I think Dart is probably the most interesting language to take inspiration from when it comes to gradual typing and soundness, since Dart 1 was gradually typed and unsound, and Dart 2 is now fully statically typed and sound. The soundness does actually cause some big inconveniences compared to e.g. Typescript which is not sound.

Those were caused by language choices that they can't change now so if Rhai wants to do sound static typing then it's definitely worth doing as soon as possible.

schungx commented 1 year ago

Well most of these languages do not assume to work closely with another, compiled language, so their needs are more pronounced as they must be reasonably self-contained.

Rhai can cheat out by moving most typing needs to Rust...

So there is not a definite indication how useful strong typing will be...

pyranota commented 1 year ago

I also think that this idea of using type hint in Rhai is very good. On the one hand, you dont really need it, because of rust types, but on the other hand, Rhai can be used as standalone scripting/modding language for projects written in rust. For example for game engines. Real-life example, is Godot. You can code with gdscript, c++ etc. You could use gdscript for only dynamic typed scripts and c++ for statically, but would you? In most scenarios you dont really need the speed of c++ for game logic, but you still need you code to be typed, it makes everything more readable and much more safe. Thats why gdscript implements typing. Thats what i think

schungx commented 1 year ago

Well, it is actually quite easy to put typing into Rhai... typing removes the possible number of states the program can be in, therefore it is a restriction and thus easy to implement.

The hairy thing is not to restrict too much. For a dynamic language, one would expect to inter-mix different types (for example, returning () for not-found is a good example... the value and () would be two distinct types).

Therefore, for useful typing, you need some form of union typing like TypeScript, and possibly some form of algebra to express the allowed set of types. Thus this typing system, which is distinct from Rhai by the way, is the problematic part.

pyranota commented 1 year ago

Therefore, for useful typing, you need some form of union typing like TypeScript

Yeeeahh... Thats the good idea. For example:

fn foo(a: bool) -> () | bool{
   if a {
      return true;
   } else {
      return ();
   }
}
schungx commented 1 year ago

Or:

fn foo(a: bool) -> bool? {
   if a {
      return true;
   } else {
      return ();
   }
}
pyranota commented 1 year ago

As for this keyword, Rhai could use this:

fn foo(this: type1 | type2){
   // todo
}
Timmmm commented 1 year ago

Yeah I think basically copying Typescript is probably the way to go, including any, unknown, as hoc sum types, interfaces, generics, etc. You can probably stop short of some of the more advanced features.

The only thing I would really change from Typescript is that discriminated unions are very tedious to define, but fixing that properly requires it to be an actual language feature rather than just type annotations.

cactusdualcore commented 10 hours ago

The TS type system is an absolute mess and turing complete.

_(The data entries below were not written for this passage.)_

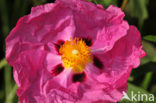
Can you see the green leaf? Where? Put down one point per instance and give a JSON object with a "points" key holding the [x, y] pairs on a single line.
{"points": [[138, 9], [3, 63], [134, 90], [150, 51], [151, 38]]}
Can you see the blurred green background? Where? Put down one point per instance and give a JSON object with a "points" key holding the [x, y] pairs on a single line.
{"points": [[141, 13]]}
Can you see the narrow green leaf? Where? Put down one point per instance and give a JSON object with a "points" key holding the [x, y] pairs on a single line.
{"points": [[147, 80], [8, 84], [151, 38], [3, 63], [4, 17], [138, 9]]}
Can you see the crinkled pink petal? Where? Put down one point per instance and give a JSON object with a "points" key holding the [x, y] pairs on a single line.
{"points": [[30, 49]]}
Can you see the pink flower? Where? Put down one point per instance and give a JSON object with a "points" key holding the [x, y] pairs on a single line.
{"points": [[73, 51]]}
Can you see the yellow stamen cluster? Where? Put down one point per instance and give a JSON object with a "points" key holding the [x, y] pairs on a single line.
{"points": [[75, 54]]}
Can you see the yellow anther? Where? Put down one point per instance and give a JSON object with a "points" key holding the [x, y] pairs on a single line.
{"points": [[75, 54]]}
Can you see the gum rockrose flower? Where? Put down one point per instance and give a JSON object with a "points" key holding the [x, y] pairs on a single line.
{"points": [[73, 51]]}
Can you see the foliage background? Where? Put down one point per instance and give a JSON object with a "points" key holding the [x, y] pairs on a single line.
{"points": [[141, 13]]}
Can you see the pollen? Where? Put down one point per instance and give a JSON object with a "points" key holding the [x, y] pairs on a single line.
{"points": [[75, 54]]}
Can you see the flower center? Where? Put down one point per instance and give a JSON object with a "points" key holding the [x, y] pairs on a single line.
{"points": [[75, 54]]}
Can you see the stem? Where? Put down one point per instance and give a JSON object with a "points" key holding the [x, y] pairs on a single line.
{"points": [[3, 63], [147, 80], [124, 4], [8, 86], [4, 17]]}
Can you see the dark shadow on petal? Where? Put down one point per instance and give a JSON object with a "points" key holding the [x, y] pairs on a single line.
{"points": [[57, 69], [87, 41], [80, 77], [58, 45], [97, 62]]}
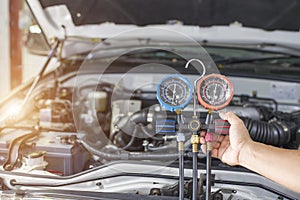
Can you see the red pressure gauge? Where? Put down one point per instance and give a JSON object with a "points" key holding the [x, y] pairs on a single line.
{"points": [[215, 91]]}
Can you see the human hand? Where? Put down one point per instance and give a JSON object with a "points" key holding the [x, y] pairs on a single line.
{"points": [[228, 148]]}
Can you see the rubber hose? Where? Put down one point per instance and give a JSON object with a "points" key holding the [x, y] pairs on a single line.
{"points": [[275, 133]]}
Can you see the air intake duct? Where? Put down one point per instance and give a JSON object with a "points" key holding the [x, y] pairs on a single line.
{"points": [[274, 133]]}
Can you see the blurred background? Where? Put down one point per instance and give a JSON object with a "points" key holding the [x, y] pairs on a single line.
{"points": [[17, 64]]}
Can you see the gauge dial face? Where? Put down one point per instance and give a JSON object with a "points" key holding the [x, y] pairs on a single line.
{"points": [[174, 92], [215, 91]]}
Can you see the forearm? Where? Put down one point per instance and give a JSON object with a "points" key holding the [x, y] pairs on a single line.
{"points": [[279, 165]]}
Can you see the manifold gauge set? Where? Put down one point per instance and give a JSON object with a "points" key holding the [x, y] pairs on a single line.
{"points": [[213, 92]]}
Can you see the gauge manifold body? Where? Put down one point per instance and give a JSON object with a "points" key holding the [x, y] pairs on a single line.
{"points": [[174, 92], [214, 91]]}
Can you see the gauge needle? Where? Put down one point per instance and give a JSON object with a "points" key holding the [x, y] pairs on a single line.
{"points": [[174, 92], [215, 92]]}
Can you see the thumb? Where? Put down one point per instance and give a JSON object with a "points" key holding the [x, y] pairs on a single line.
{"points": [[230, 117]]}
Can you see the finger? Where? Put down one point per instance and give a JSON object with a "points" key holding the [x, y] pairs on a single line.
{"points": [[203, 148], [217, 145], [202, 133], [214, 153], [202, 140], [230, 117]]}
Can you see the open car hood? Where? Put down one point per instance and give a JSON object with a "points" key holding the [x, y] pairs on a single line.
{"points": [[210, 23]]}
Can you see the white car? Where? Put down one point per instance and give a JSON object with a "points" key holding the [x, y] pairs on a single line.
{"points": [[135, 80]]}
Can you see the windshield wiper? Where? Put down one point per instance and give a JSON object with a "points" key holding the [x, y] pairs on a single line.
{"points": [[249, 60]]}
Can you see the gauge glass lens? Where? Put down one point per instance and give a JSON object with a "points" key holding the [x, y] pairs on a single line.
{"points": [[215, 91], [174, 92]]}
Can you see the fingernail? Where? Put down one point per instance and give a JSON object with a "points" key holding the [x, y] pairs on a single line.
{"points": [[222, 115]]}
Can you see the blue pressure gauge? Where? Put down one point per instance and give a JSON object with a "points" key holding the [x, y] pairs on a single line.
{"points": [[174, 92]]}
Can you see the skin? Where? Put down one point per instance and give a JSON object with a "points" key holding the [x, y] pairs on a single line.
{"points": [[237, 148]]}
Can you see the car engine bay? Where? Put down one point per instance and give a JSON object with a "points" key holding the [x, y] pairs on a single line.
{"points": [[78, 138]]}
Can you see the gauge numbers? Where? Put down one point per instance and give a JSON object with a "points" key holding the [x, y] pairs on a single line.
{"points": [[174, 92], [215, 91]]}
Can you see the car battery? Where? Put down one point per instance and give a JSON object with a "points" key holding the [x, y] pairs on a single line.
{"points": [[63, 154]]}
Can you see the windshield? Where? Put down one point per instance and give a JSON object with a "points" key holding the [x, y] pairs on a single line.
{"points": [[230, 61]]}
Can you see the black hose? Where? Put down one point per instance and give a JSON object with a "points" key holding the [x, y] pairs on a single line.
{"points": [[274, 133]]}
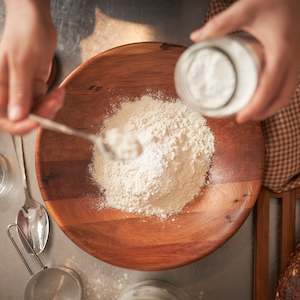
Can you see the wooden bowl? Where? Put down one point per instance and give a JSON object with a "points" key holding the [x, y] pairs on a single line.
{"points": [[128, 240]]}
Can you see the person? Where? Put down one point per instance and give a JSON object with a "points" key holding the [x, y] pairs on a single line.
{"points": [[26, 53]]}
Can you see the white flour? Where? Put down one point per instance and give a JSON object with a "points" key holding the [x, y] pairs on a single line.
{"points": [[172, 169], [211, 78]]}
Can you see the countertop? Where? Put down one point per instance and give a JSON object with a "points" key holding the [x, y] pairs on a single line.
{"points": [[85, 28]]}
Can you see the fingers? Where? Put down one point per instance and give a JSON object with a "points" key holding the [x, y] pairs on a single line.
{"points": [[48, 107], [20, 89], [232, 19], [3, 86], [271, 83]]}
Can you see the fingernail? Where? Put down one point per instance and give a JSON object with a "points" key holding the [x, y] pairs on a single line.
{"points": [[15, 113], [193, 35]]}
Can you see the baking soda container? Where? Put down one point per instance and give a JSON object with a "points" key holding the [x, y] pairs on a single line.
{"points": [[218, 77], [154, 290]]}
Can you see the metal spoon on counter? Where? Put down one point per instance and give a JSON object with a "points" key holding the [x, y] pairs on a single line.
{"points": [[32, 218], [108, 144]]}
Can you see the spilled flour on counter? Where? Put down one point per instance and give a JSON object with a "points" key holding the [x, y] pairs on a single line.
{"points": [[172, 169]]}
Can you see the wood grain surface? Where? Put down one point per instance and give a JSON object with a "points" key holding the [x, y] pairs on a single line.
{"points": [[129, 240]]}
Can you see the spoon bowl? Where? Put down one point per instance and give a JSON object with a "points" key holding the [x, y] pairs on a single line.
{"points": [[34, 222], [32, 218]]}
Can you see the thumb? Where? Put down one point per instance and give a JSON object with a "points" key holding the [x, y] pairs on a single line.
{"points": [[232, 19], [20, 91]]}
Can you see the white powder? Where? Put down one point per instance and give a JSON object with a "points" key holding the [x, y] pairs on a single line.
{"points": [[171, 170], [211, 78], [122, 144]]}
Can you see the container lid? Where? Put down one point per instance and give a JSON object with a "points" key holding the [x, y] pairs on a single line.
{"points": [[211, 77]]}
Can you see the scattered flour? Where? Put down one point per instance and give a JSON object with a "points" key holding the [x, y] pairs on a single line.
{"points": [[172, 169]]}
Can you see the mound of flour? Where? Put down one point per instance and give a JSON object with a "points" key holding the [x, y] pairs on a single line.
{"points": [[177, 150]]}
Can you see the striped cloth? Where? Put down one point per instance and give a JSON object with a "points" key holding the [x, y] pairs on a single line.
{"points": [[282, 135]]}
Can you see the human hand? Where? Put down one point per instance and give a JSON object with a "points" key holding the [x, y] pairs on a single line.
{"points": [[26, 52], [276, 25]]}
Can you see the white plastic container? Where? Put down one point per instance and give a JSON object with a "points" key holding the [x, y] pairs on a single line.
{"points": [[219, 77]]}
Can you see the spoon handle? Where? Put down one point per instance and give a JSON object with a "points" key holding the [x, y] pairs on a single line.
{"points": [[58, 127]]}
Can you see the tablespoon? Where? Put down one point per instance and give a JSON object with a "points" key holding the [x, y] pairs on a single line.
{"points": [[130, 149], [32, 218]]}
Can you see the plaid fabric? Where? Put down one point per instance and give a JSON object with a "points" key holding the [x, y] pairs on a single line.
{"points": [[281, 132]]}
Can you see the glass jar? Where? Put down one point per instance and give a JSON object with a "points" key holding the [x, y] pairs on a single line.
{"points": [[218, 77]]}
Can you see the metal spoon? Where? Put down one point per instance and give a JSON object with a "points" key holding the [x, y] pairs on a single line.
{"points": [[32, 218], [99, 141]]}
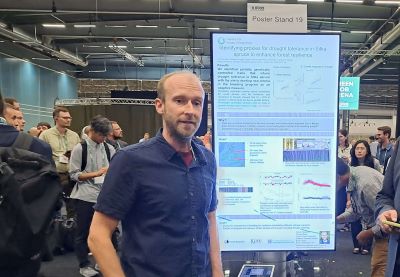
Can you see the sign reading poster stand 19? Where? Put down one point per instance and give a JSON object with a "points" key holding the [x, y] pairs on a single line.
{"points": [[349, 88]]}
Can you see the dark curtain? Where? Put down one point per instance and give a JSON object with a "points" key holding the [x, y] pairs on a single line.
{"points": [[134, 120]]}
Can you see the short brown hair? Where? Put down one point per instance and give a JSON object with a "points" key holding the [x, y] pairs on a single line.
{"points": [[57, 111], [161, 83], [386, 130]]}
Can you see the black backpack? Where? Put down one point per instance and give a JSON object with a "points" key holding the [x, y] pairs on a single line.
{"points": [[29, 191], [84, 153]]}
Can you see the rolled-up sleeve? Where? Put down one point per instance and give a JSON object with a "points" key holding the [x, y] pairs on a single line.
{"points": [[75, 162]]}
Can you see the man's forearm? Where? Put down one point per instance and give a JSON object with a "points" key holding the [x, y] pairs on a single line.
{"points": [[106, 257], [215, 252]]}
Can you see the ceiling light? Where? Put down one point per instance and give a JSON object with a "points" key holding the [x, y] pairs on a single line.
{"points": [[92, 46], [177, 27], [387, 2], [328, 22], [115, 26], [84, 25], [53, 25], [360, 32], [126, 55], [119, 46], [330, 31], [42, 59], [208, 28], [146, 26], [196, 59], [350, 1]]}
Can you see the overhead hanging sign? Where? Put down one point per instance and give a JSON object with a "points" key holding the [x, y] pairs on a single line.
{"points": [[349, 93], [276, 18]]}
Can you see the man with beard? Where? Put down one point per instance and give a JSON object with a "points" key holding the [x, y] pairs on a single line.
{"points": [[114, 138], [62, 140], [163, 191]]}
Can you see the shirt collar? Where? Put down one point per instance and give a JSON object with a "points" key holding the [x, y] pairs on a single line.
{"points": [[169, 152]]}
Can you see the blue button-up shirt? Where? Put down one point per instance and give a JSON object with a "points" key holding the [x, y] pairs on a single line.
{"points": [[163, 206]]}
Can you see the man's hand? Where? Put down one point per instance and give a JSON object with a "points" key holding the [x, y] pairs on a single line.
{"points": [[390, 215], [340, 219], [102, 171], [365, 236]]}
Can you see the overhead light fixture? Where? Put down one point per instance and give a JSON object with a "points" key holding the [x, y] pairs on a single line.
{"points": [[92, 46], [126, 55], [328, 22], [42, 59], [330, 31], [53, 25], [209, 28], [84, 25], [115, 26], [350, 1], [387, 2], [177, 27], [360, 32], [146, 26], [196, 59]]}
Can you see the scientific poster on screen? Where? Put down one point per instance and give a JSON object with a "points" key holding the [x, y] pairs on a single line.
{"points": [[275, 113]]}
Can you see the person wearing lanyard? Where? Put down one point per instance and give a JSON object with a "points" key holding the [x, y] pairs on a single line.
{"points": [[88, 185], [385, 148], [114, 138], [62, 140]]}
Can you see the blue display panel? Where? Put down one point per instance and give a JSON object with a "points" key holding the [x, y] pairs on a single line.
{"points": [[275, 114]]}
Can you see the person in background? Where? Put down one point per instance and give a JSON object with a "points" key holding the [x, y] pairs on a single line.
{"points": [[364, 183], [385, 148], [10, 115], [34, 132], [164, 192], [114, 138], [88, 185], [8, 135], [373, 145], [146, 136], [43, 126], [344, 146], [360, 156], [85, 132], [21, 120], [62, 140], [13, 102], [344, 154]]}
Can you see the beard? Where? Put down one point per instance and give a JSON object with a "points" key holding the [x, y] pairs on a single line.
{"points": [[181, 131]]}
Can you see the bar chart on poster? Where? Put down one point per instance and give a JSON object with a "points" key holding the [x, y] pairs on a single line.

https://github.com/microsoft/TypeScript/issues/14833

And I absolutely despise Typescript's as operator, because type casting in dynamic languages is horrible.

function always_returns_number(): number | string {
  return 2;
}

// Cast is necessary, because it's a `string | number`.
// It requires more typing and is still no better than JS because you can always do `as unknown as T`.
// And the worst part for me, it's hard to see in a noisy code environment.
const x: number = always_returns_number() as number;

Most types for Rust interfaces should be known from the .d.* files and a lot of bottom-up interference might be able to help with types from there.

I prefer an approach similar to the below, because it's much less difficult to miss the reason why x is a number when parsing this code visually.

fn always_returns_number(): number | string {
  return 2;
}

let x = always_returns_number();
if typeof(x) == "number" {
  // x must be a number
}

There probably is an even better approach.

Timmmm commented 10 hours ago

turing complete

It's a very common misconception but Turing completeness is irrelevant in most contexts, including this one. There's no real benefit to making a type system not Turing complete.